We're currently working with a Managed Service Provider (MSP) that takes care of various aspects of our IT infrastructure, including firewalls, Azure VM environments, M365 licensing, and more. As the person responsible for our IT, I've been tightening our security practices, including the implementation of Conditional Access policies. Recently, I enforced a policy that requires the use of FIDO2 keys for anyone accessing M365 admin centers, which inadvertently locked the MSP out of our tenant.

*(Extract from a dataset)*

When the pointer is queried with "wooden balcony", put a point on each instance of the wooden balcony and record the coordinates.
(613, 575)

This leads me to my question: what level of access should our MSP actually require? Do they need their own account in our M365 tenant, or can they access it through their own systems? Should they hold a Global Admin account? Should our MFA policy exempt them or should they adapt to the authentication requirements we have in place? Additionally, I believe it's crucial that different staff members of the MSP don't share a single account for tracking accountability. With the zero-trust model in mind, considering we're mandating strict controls for internal users, it seems like our MSP could pose a risk to our security. What's a responsible MSP's access level for providing necessary support without compromising security?
5 Answers
How are they accessing your tenant right now? If you’ve given them GDAP rights, they might not even need a direct account on your tenant. As for your CA policies, make sure they still have access without compromising security. Just remember, they now have to use MFA when managing your tenant to meet compliance as a partner.
They should have enough permissions to fulfill their responsibilities but nothing more. You dictate what level of access they need based on your contract. If they’re working on specific tasks, tailor access accordingly.
Clear communication with your MSP is key. They should not be using a shared account, and their office shouldn’t be marked as a trusted location. Establish strong protocols, so everyone knows their responsibilities and you can track changes effectively if issues arise.
The right level of access really depends on what support they’re offering. If they need ongoing access, they should get roles that fit their tasks. You might not need them as Global Admin, but you should definitely use Privileged Identity Management for temporary access when needed.
I recommend reviewing your access practices. If they currently have a Global Admin account that multiple people share, that's not ideal. It risk losing accountability and exposes your environment to issues. Instead, think about implementing accounts for each staff member and controlling access through conditional policies.
Totally agree; having multiple users on a single account doesn’t seem right and could cause issues down the road.
Exactly, I think I need to reassess their access model to ensure it aligns with best practices.